So you’re off and running, pursuing your dreams of solo small business success. According to the latest Census data, you’re one of 2.7 million “nonemployer firms” in the U.S. alone. The good news? Over 35,000 of those businesses are bringing in $1 to $2.5 million a year.
If you’re trying to grow your brand, here are a few things you’ll want to keep in mind.
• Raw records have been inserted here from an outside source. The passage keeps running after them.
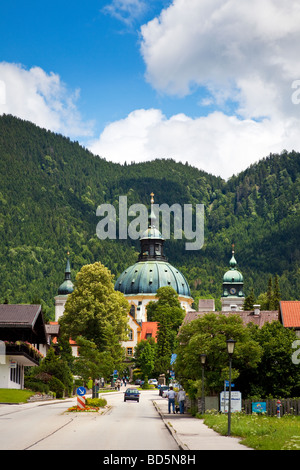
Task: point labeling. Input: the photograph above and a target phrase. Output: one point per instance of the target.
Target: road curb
(170, 428)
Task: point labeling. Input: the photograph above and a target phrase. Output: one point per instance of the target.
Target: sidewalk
(192, 434)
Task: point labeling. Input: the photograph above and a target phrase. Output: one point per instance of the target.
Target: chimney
(256, 309)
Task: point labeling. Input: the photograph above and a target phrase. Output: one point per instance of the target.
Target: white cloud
(126, 11)
(242, 52)
(41, 98)
(245, 50)
(219, 144)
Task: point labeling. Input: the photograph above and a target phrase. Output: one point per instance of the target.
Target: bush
(36, 385)
(99, 402)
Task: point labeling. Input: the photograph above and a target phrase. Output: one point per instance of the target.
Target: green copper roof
(146, 277)
(233, 275)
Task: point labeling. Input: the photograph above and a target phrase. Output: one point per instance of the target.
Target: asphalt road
(46, 426)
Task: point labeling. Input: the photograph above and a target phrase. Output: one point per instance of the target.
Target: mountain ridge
(51, 187)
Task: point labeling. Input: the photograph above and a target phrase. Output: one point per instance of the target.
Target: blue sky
(204, 81)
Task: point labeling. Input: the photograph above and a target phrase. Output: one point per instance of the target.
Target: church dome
(146, 277)
(67, 286)
(233, 275)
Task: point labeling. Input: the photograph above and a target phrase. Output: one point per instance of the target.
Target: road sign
(173, 359)
(236, 401)
(227, 384)
(259, 407)
(81, 391)
(81, 402)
1. Start the day with a plan.
Every day should follow a gameplan with realistic, achievable goals. Start by checking, and responding to as many customer emails, reviews and feedback on social media as possible. To help keep all of your daily tasks in order adding Google Calendar, and to-do-list apps such as Evernote and Todoist can help you track your productivity.
2. Automate to save time.
You can’t be everywhere at once. It’s just pure physics. However, one way to keep the science working in your favor is to make use of automations if you aren’t already. These tools will help you turn newbies into regulars without having to do the leg work each time. In fact, we’ve found that they can help lead to 16 times more orders per recipient in some cases.
3. Get connected.
While you may not have a staff, don’t shy away from growing your network. One place to start is Mailchimp Meetups. These events are ideal for small to medium size business owners looking to meet others in their industry, as well as interacting with fellow Mailchimp users. On top of that, if your customer base is mostly local, you’ll want to find the nearby chamber of commerce. It’s also good to take your networking national and global by attending any number of small business conferences.
4. Broadcast your biz.
So you’re still on the fence about taking the ‘ol social media plunge? Nearly 48% of small businesses are on social media. We know there’s a lot to consider when you’re running a Facebook, Twitter, or Instagram account for your business. So why bother?
“For starters, it’s an easy, highly visible, and free way to broadcast your wares and whereabouts,” says our resident social guru-turned content strategist Brooke Hatfield. In her breakdown, dubbed, “Social Media Strategy for People Who Sell Stuff,” Brooke says, “Robust social media profiles are good for SEO, brand awareness, and directing traffic to your website, and they’re an invaluable way to connect with customers.”
For inspiration, here’s a guide to help you come up with some thumb-stopping social media content.
5. Get to know your market.
It’s always a good idea to keep tabs on the playing field and competition. First off, start with a competitor analysis to see where you stand, and steps you can make to get ahead.
Another simple way to educate yourself and continue to grow the business is reading. One author we trust is Mailchimp partner Paul Jarvis. Paul’s book, Company of One: Why Staying Small Is the Next Big Thing for Business, builds a case for making your business better, not bigger.
Our CEO, Ben Chestnut, has a list of high-level business books that he’s read over the years and shares with staff. He credits some of these books with having made him a more creative leader and influenced the way he thinks and runs the business. One of Ben’s recommendations is Different by Harvard professor Youngme Moon, which he says, “influenced the way we thought about the Mailchimp brand in our early days. Being different seems so simple and straightforward, but takes a lot of courage and strategy.”